Different kinds of fish have different tolerances to water quality parameters. Saddle-spotted grouper (epinephelus lanceolatus) for example, generally has a pH value tolerance range of 7.5–9.2, and the range suitable for growth is 7.9–8.4. The water temperature suitable for growth is 22 °C–30 °C, with a minimum tolerance of 15 °C and a maximum tolerance of 35 °C. Because cultured fish are sensitive to changes in key water quality parameters, countermeasures can be taken in advance through water quality prediction to keep water quality parameters within the tolerance threshold range.
From
Figure 18 and
Figure 19, we can see some spikes. Since these spikes don’t last very long, we treat them as predicted abnormal data without intervention. However, if such spikes last longer (i.e., more than 15 min) and are outside the tolerance threshold, the farmer needs to pay close attention and take countermeasures in advance.
3.5. Discussions
From the above experimental analysis, the proposed scheme can achieve better results in long-term and short-term prediction. Using the proposed scheme, the short-term prediction accuracy can reach 98.56% and 98.97% for pH and water temperature, respectively, while the long-term prediction accuracy can reach 95.76% and 96.88% for pH and water temperature, respectively. In addition, the average prediction time for short-term predictions is 12.5 ms, and the average time for long-term predictions is 13.2 ms. Therefore, based on the trained model, the proposed scheme can realize fast and accurate predictions.
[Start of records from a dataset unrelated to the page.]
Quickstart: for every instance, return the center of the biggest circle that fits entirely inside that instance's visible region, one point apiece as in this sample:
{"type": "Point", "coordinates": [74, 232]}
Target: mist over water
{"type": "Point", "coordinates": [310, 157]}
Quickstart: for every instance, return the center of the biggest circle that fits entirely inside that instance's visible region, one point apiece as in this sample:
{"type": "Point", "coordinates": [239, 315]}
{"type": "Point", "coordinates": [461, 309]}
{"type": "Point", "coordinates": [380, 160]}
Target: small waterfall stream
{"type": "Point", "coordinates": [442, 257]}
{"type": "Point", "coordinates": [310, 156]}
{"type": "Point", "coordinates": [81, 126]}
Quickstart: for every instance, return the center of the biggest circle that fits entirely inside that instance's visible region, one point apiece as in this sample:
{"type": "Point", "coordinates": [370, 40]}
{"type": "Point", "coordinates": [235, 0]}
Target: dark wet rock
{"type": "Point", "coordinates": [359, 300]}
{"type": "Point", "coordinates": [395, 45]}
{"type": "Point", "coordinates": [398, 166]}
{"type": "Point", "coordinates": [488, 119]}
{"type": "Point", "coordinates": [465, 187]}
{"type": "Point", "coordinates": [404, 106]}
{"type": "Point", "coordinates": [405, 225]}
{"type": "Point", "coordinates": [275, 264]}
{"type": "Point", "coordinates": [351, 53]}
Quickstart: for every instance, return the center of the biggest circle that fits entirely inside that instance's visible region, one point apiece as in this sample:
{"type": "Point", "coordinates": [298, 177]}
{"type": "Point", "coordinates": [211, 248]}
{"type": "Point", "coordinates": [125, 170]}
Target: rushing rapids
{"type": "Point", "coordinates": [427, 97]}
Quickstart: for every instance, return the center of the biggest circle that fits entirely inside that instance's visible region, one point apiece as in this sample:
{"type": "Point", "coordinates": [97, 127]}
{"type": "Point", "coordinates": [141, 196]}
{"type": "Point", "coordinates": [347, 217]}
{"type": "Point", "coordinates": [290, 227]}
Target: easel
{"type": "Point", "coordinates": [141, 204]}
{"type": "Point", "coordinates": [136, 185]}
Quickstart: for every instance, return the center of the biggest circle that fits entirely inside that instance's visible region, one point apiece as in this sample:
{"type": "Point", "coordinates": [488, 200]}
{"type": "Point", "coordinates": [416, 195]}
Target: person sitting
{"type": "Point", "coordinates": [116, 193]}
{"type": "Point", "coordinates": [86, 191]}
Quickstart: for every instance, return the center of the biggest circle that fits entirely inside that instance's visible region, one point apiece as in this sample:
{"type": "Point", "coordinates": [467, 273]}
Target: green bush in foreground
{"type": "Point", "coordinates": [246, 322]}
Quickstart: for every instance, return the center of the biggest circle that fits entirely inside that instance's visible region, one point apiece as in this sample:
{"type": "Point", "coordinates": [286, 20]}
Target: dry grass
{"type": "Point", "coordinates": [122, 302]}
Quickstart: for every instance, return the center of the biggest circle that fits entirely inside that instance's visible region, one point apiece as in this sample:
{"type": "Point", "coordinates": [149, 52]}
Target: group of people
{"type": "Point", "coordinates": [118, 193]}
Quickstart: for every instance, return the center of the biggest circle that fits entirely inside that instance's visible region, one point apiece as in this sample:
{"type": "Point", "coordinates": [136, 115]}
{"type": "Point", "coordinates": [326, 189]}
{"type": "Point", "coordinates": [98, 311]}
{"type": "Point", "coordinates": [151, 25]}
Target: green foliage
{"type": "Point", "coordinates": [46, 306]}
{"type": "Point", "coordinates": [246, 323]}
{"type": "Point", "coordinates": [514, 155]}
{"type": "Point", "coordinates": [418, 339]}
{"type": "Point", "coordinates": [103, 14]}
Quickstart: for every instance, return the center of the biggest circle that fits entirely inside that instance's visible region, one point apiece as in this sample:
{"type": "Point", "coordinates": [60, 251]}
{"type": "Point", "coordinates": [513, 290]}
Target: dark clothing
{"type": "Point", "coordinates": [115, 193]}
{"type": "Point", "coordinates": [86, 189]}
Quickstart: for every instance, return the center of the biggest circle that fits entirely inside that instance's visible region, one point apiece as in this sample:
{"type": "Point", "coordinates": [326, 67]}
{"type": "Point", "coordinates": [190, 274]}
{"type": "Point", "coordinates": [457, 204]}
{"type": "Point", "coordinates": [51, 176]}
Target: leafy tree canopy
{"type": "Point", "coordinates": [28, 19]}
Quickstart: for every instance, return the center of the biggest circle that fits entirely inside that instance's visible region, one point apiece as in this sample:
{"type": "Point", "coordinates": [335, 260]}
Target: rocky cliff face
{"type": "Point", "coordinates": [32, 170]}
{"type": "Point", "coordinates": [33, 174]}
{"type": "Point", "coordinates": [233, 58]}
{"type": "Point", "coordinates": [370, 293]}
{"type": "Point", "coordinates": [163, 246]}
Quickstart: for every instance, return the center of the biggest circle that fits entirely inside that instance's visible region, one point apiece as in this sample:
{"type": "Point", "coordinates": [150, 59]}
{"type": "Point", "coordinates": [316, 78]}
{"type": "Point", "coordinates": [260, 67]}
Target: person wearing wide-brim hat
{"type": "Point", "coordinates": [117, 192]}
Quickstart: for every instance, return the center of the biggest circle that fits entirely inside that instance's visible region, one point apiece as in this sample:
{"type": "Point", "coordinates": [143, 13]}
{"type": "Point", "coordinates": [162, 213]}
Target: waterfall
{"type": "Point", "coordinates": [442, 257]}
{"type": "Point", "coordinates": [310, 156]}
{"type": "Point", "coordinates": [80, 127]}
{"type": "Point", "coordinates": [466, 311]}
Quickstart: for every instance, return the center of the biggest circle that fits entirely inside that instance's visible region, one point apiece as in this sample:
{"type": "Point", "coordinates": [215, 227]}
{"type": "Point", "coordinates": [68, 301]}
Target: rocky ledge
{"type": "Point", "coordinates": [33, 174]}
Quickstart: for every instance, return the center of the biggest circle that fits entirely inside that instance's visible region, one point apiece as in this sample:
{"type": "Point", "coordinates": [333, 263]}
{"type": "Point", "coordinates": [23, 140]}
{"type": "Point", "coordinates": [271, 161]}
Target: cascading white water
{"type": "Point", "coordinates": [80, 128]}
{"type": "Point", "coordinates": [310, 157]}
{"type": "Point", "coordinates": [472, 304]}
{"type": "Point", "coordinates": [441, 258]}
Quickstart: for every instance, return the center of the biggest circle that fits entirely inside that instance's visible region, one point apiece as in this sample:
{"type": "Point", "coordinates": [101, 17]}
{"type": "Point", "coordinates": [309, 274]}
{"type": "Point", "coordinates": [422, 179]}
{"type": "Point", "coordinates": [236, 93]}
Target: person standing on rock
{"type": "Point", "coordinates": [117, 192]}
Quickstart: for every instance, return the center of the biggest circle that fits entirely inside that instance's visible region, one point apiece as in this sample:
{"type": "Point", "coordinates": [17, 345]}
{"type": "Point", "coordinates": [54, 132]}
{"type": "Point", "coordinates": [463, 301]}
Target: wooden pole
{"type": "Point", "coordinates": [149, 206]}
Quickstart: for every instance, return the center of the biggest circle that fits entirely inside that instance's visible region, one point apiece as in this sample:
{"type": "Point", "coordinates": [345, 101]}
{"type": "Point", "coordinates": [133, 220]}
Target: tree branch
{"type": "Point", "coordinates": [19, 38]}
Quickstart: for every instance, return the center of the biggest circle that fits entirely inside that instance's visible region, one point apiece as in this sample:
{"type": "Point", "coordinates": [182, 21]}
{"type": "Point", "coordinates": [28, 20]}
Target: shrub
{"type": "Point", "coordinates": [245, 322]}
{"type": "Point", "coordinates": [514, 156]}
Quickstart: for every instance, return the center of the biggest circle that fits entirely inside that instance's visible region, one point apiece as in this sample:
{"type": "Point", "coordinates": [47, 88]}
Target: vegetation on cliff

However, the proposed scheme still needs more computational cost in data set processing. Moreover, compared with the real data, the overall prediction results have strong fluctuations. In the future, we will focus on the optimization of the deep learning network structure. On the premise of ensuring the prediction accuracy, we will reduce the computational complexity of model training through optimization. Meanwhile, in order to make the water quality prediction model more robust and practical, the deep neural network structure will incorporate more relevant prior knowledge (such as precipitation and climate factors) for prediction. In addition, the proposed method also has some limitations in data preprocessing. According to the SVD (Singular Value Decomposition) theory [
40,
41], we know that the original signal contributes little to the tail singular values, and the signal energy is mainly concentrated on the first several singular values, while the tail singular values is mainly determined by noise. In future work, we will obtain more effective noise reduction methods based on this conclusion. Meanwhile, for some of the meaningless spikes that appear in
Figure 18 and
Figure 19, we will consider how to conduct reasonable and safe post-processing in our future work to make the prediction curve smoother.